Why not let power change hands to those of actual scientists who generate this knowledge? In a 2009 New York Times article written about the exploits of the African Pentecostal churches in the USA, it was striking to note that one of the pastors, the head of the RCCG church in North America at the time, and a former automotive-design engineer with an M.B.A. and some business experience running a Wendy’s franchise, brought all those secular experiences into setting up the church chain in the USA. While many claims can be made about how the power of God instituted diaspora churches, the empirical reality is that worldly business knowledge and techniques also played an important role. Pentecostalism would not have been as successful if the pastors had not been trained up to a certain level of education and expertise. The reality is that much of their power and success came from mastery of secular knowledge, so why is there so much mysticism?

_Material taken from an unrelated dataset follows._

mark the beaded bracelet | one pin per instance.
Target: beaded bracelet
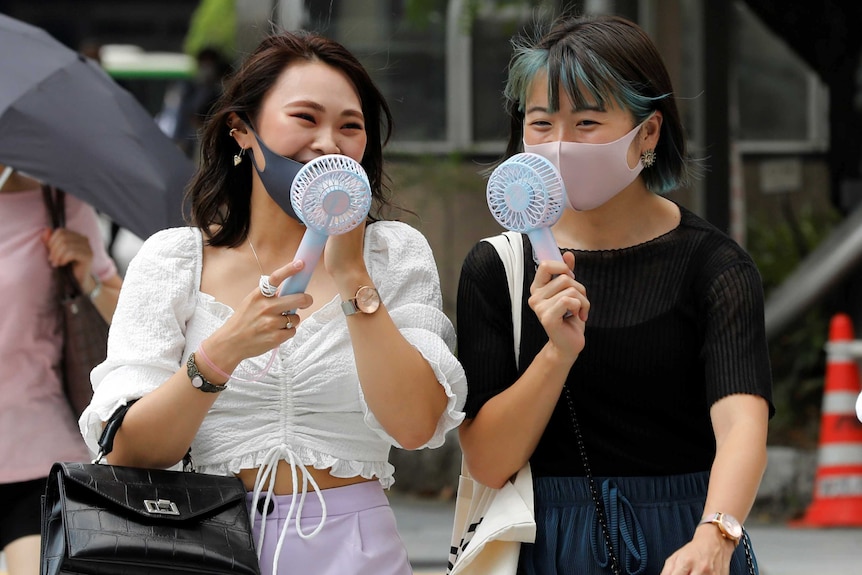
(228, 376)
(209, 362)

Pentecostalism attained prominence because its proponents claimed a close alliance with supernatural forces. However, beneath the public act of praying for miracles and receiving them, non-spiritual techniques that actually make things work are also applied but mostly redacted making natural phenomena appear as magical. Those who claim ability to manipulate the supernatural to make things happen are treated as a repository of transcendent knowledge. Rather than people seeking to empower themselves, knowledge and understanding are cloaked in mystery. The trouble is that the mystification of scientific knowledge has its limitations for social growth and development. The fact that religious leaders themselves depend on rational techniques shows the imperative of ripping the veil and letting the people see that the wizard behind the curtain is just an ordinary man working a set of machines. There is no supernatural force healing people or rewarding them with an untold wealth that can match the near-endless possibilities engendered by secular knowledge of social development and modern medicine. Approaches to faith practices and power grabbing need evolve to accommodate knowledge. Although the Pentecostal belief in magicality has had its role in propelling Pentecostal movement adherents to great heights, COVID-19 showed the limits of how much the mythologization of temporal concerns and solutions could be sustained. To play in the exacting confines of the secular, there is no other choice than to face up to the long-term powerlessness or irrelevance of the claims of supernatural powers in the affairs of the modern world.